Gartner has revealed what it predicts to be the top information security technologies in 2017 that may stave off attacks.
Gartner VP Neil MacDonald says that threat levels towards enterprise IT continue to stay at high levels, as must the protection against those threats.
Those threats and top areas for protection provide opportunities for managed security service providers and the channel as enterprises continue to defend their operations.
Amongst the top technologies are cloud workload protection, remote browsing, network traffic analysis and microsegmentation, and container security.
"Security and risk leaders must evaluate and engage with the latest technologies to protect against advanced attacks, better enable digital business transformation and embrace new computing styles such as cloud, mobile and DevOps," MacDonald says.
Below is the full list of Gartner's top security technologies.
Cloud workload protection platforms
According to Gartner, modern data centres offer workload support across multiple infrastructures including physical, virtual, containers, private and public cloud.
The company believes that hybrid cloud workload protection platforms are able to provide integrated security for workloads through a single management console and one way to express security policy, no where the workload is.
Gartner says that almost all successful attacks come from public internet and browser-based attacks. Isolation technologies can separate the browsing function from the malware, reducing the organisation's surface attack area. This shifts risk to server sessions, which can be reset to working and known states on every new browsing session, tab opened or URL accessed, Gartner explains.
Deception technologies are able to use decoys and trickery that can hijack an attacker's methods, tools, delay activities and detect attacks. Gartner says that deception technology can be used behind an enterprise firewall through multiple stack layers, providing better attack detection at higher confidence levels.
Endpoint detection and response (EDR)
EDR solutions are able to complement solutions such as AV for indication of unusual behaviour and malicious intent. Gartner predicts that 80% of large enterprises, 25% of midsize firms and 10% of SMBs will use EDR in some way.

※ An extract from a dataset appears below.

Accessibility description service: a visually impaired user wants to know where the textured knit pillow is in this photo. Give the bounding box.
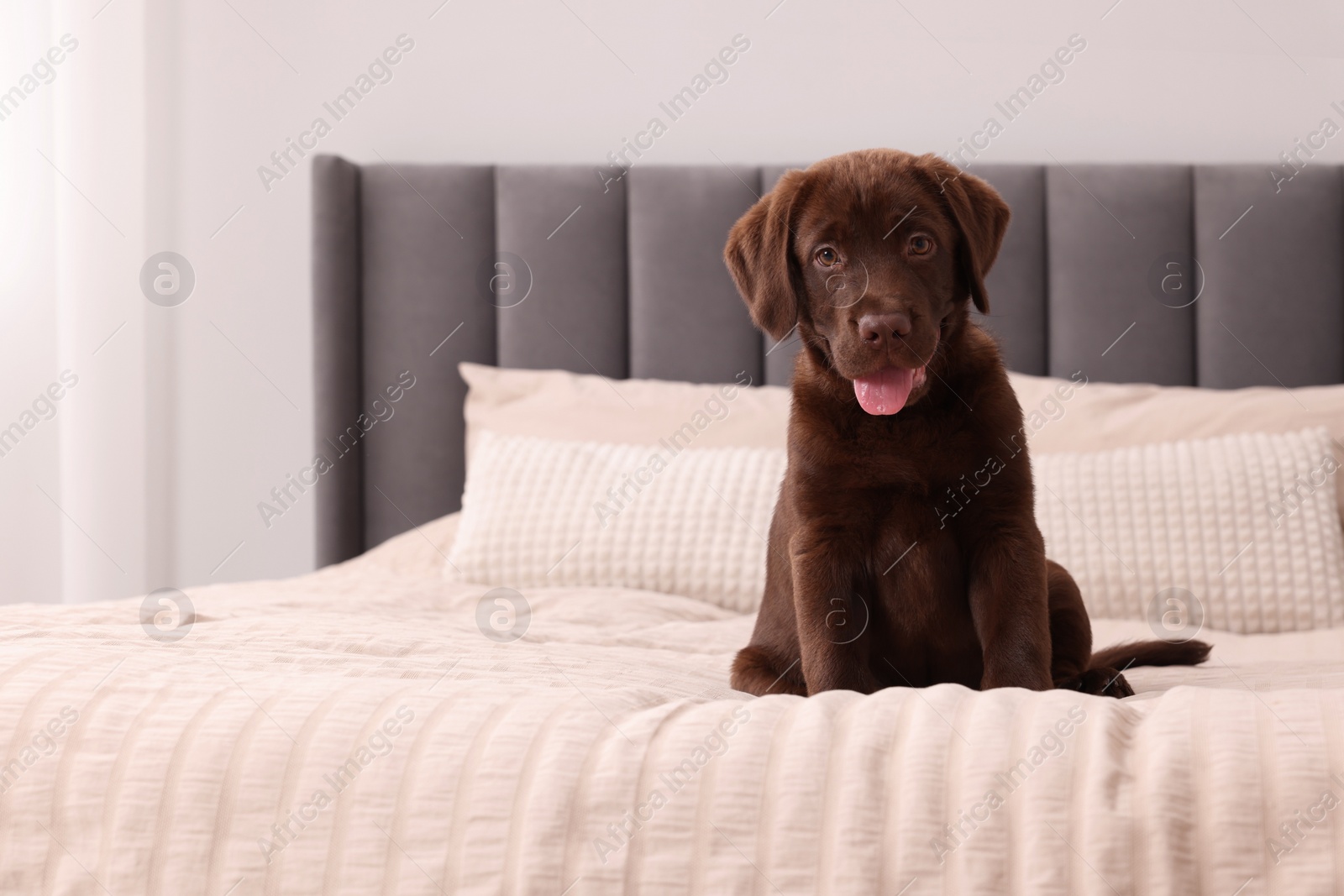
[1032,427,1344,632]
[444,432,786,612]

Managed detection and response
Provided by specialist managed detection and response providers, these services deliver better threat detection, incident response and continuous monitoring for customers. This is gaining ground in the SMB and small enterprise space.

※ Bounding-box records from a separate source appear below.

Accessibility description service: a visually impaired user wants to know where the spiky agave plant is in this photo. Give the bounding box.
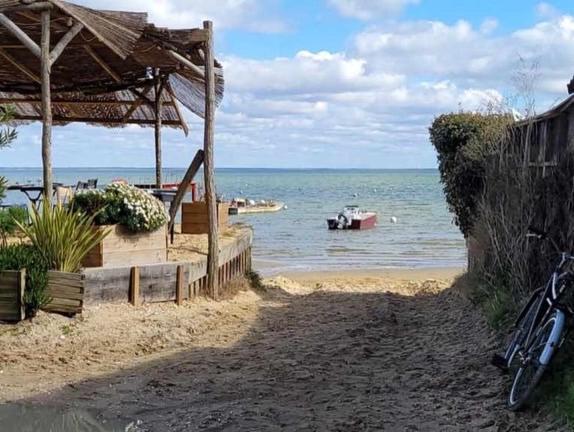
[0,106,18,149]
[18,205,110,273]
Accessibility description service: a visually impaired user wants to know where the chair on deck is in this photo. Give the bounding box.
[56,186,74,205]
[76,179,98,192]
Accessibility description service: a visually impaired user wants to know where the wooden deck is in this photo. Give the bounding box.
[83,226,253,306]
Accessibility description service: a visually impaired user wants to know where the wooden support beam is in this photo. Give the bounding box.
[14,114,181,127]
[154,70,164,189]
[164,80,189,136]
[0,49,42,84]
[203,21,219,299]
[123,86,152,123]
[167,50,206,78]
[41,9,54,205]
[0,97,175,107]
[188,29,207,43]
[175,265,185,306]
[50,23,84,65]
[84,45,122,82]
[168,150,205,232]
[0,2,52,13]
[0,10,41,58]
[130,267,141,306]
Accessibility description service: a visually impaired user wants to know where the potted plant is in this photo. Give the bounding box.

"MDR services hit a "sweet spot" with these organisations, due to their lack of investment in threat detection capabilities," Gartner states.

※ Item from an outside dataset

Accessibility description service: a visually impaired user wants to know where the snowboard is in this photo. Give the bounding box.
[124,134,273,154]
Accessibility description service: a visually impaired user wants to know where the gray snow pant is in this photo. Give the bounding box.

Once attackers are in a system, they can move laterally and take over multiple systems. Microsegmentation within data centres is able to limit damage from breaches by isolating and segmenting data.
Network traffic analysis
These tools can monitor network traffic, flows, connections and objects for indicators of malicious activity. Gartner says that it is useful for organisations that wish to take a networked-based approach to security to identify attacks that have made it past the firewall.
Cloud access security brokers (CASBs)
CASBs deal with security resulting from mobile and cloud service usage. These allow for a single point of control for concurrent and multiple clous services for every user and device. Gartner says this area is growing, particularly as SaaS, privacy and compliance concerns call for better cloud control and visibility.
OSS security scanning and software composition analysis (SCA) for DevSecOps
Security controls can be automatically incorporated without manual input through a DevSecOps process, but those controls must also be transparent to DevSecOps teams. If they aren't, they may impede agility. They must also confirm to legal and regulatory compliance requirements and manage risk.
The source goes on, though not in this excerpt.